3. The temperatures of equal masses of three different liquids A, B and C are 12°C, 19°C and 28°C respectively. The temperature when A and B are mixed is 16°C, and when B and C are mixed, it is 23°C. What will be the temperature when A and C are mixed?

Sol:

Given: T_A = 12⁰C; T_B = 19⁰C; T_C = 28⁰C; m_A = m_B = m_C = m; temperature of mixture A and B is 16⁰C; temperature of mixture B and C is 23⁰C.

For mixture A and B: temperature of mixture, T = 16⁰C.

→Heat gain by A = heat loss by B

Or, m_A C_A (T – T_A) = m_B C_B (T_B – T)

Or, m C_A (16 – 12) = m C_B (19 – 16)

Or, 4 C_A = 3 C_B

For mixture B and C: temperature of mixture, T = 23⁰C.

→Heat gain by B = heat loss by C

Or, m_B C_B (T – T_B) = m_C C_C (T_C – T)

Or, m C_B (23 – 19) = m C_C (28 – 23)

Or, 4 C_B = 5 C_C

For mixture A and C: temperature of mixture, T.

→Heat gain by A = heat loss by C

Or, m_A C_A (T – T_A) = m_C C_C (T_C – T)

Or, m (3/4) C_B (T – 12) = m (4/5) C_B (28 – T)

Or, (3/4) (T – 12) = (4/5) (28 – T)

Or, 15 T – 180 = 448 – 16 T

Or, T = 628/31 = 20.3⁰C.

4. Four 2 cm * 2 cm * 2 cm cubes of ice are taken out from a refrigerator and are put in 200 ml of a drink at 10°C. (a) Find the temperature of the drink when thermal equilibrium is attained in it. (b) If the ice cubes do not melt completely, find the amount melted.

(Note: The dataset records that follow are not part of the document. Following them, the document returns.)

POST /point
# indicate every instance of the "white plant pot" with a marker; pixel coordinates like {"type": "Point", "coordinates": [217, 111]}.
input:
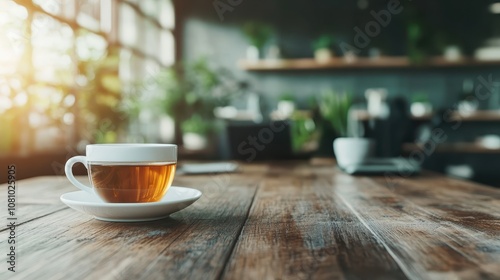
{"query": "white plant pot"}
{"type": "Point", "coordinates": [253, 53]}
{"type": "Point", "coordinates": [194, 141]}
{"type": "Point", "coordinates": [419, 109]}
{"type": "Point", "coordinates": [323, 55]}
{"type": "Point", "coordinates": [350, 150]}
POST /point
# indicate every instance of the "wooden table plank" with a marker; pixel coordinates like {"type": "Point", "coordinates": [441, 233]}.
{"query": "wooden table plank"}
{"type": "Point", "coordinates": [29, 207]}
{"type": "Point", "coordinates": [193, 243]}
{"type": "Point", "coordinates": [426, 242]}
{"type": "Point", "coordinates": [299, 229]}
{"type": "Point", "coordinates": [275, 220]}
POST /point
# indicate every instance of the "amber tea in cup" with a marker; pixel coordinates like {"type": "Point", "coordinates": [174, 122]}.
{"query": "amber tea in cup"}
{"type": "Point", "coordinates": [127, 173]}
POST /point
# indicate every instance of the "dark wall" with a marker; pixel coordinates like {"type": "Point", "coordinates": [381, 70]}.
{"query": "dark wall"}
{"type": "Point", "coordinates": [297, 23]}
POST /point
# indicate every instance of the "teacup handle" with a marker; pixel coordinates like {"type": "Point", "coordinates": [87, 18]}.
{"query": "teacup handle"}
{"type": "Point", "coordinates": [68, 169]}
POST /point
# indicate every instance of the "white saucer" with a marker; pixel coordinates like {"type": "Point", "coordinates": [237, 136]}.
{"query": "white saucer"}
{"type": "Point", "coordinates": [177, 198]}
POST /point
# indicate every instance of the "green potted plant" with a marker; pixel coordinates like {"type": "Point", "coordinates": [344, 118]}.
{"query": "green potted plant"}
{"type": "Point", "coordinates": [322, 47]}
{"type": "Point", "coordinates": [334, 108]}
{"type": "Point", "coordinates": [195, 132]}
{"type": "Point", "coordinates": [258, 34]}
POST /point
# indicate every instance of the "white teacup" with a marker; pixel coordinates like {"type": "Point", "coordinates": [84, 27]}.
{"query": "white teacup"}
{"type": "Point", "coordinates": [127, 173]}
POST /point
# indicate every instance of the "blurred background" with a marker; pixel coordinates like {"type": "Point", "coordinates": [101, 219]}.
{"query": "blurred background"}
{"type": "Point", "coordinates": [252, 80]}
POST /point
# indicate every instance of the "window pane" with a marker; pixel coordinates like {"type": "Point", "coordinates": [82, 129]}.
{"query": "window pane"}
{"type": "Point", "coordinates": [89, 14]}
{"type": "Point", "coordinates": [13, 38]}
{"type": "Point", "coordinates": [150, 7]}
{"type": "Point", "coordinates": [52, 50]}
{"type": "Point", "coordinates": [167, 48]}
{"type": "Point", "coordinates": [166, 16]}
{"type": "Point", "coordinates": [90, 46]}
{"type": "Point", "coordinates": [151, 34]}
{"type": "Point", "coordinates": [54, 7]}
{"type": "Point", "coordinates": [128, 25]}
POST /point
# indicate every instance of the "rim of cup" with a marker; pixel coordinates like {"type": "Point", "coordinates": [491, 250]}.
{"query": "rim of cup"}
{"type": "Point", "coordinates": [127, 153]}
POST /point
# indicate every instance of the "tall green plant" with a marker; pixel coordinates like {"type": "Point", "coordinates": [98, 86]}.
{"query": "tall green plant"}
{"type": "Point", "coordinates": [195, 88]}
{"type": "Point", "coordinates": [334, 108]}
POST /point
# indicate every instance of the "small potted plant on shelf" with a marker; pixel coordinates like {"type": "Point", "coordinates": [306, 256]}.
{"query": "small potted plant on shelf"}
{"type": "Point", "coordinates": [348, 148]}
{"type": "Point", "coordinates": [420, 105]}
{"type": "Point", "coordinates": [322, 47]}
{"type": "Point", "coordinates": [258, 34]}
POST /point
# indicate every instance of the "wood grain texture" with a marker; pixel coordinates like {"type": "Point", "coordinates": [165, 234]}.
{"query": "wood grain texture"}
{"type": "Point", "coordinates": [435, 228]}
{"type": "Point", "coordinates": [192, 244]}
{"type": "Point", "coordinates": [274, 220]}
{"type": "Point", "coordinates": [299, 229]}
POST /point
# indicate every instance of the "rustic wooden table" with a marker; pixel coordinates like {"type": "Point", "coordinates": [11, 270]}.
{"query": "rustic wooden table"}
{"type": "Point", "coordinates": [269, 221]}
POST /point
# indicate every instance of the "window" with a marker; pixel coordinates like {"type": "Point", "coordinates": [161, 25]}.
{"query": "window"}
{"type": "Point", "coordinates": [66, 66]}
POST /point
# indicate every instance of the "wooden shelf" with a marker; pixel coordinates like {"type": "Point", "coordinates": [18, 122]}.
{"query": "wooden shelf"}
{"type": "Point", "coordinates": [483, 115]}
{"type": "Point", "coordinates": [358, 63]}
{"type": "Point", "coordinates": [471, 148]}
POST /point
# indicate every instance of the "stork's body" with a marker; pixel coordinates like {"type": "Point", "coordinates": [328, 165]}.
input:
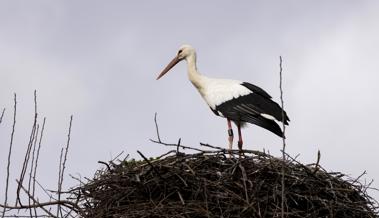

Assume that no heat is lost to the outside of the drink and that the container has negligible heat capacity. Density of ice = 900 kg/m³, density of the drink = 1000 kg/m³, specific heat capacity of the drink = 4200 J/kg-K, latent heat of fusion of ice = 3.4 * 10⁵ J/kg.

Sol:

Given: Density of ice, ρ_i = 900 kg/m³; specific heat capacity of ice, C_i = 2108 J/kg-K; density of the drink, ρ_d = 1000 kg/m³; specific heat capacity of the drink, C_d = 4200 J/kg-K; latent heat of fusion of ice, L = 3.4 * 10⁵ J/kg; volume of ice, V_i = 4 * 2³ = 32 cm³ = 32 * 10^-6 m³; volume of drink, V_d = 200 ml = 2 * 10^-4 m³.

Mass of the ice, m_i = ρ_i V_i = 900 * 32 * 10^-6 = 288 * 10^-4 kg

Mass of the drink, m_d = ρ_d V_d = 1000 * 2 * 10^-4 = 0.2 kg

Heat required to melt ice completely is

→ Q_m = m_iL = 288 * 10^-4 * 3.4 * 10⁵ = 9792 J.

Heat release when drink comes from 10⁰ C to 0⁰ C is

→ Q_d = m_dC_dΔT = 0.2 * 4200 * (10 – 0) = 8400 J.

Since, Q_d is greater than Q_m. So complete ice will not melt.

(a) The temperature of the drink when thermal equilibrium is attained is 0⁰ C.

(b) Let the amount ice melt be m.

→ Latent heat of melted ice = Heat loss by the drink

Or, mL = 8400

Or, 3.4 * 10⁵ * m = 8400

Or, m = 8400/ (3.4 * 10⁵) = 0.025 kg = 25 g.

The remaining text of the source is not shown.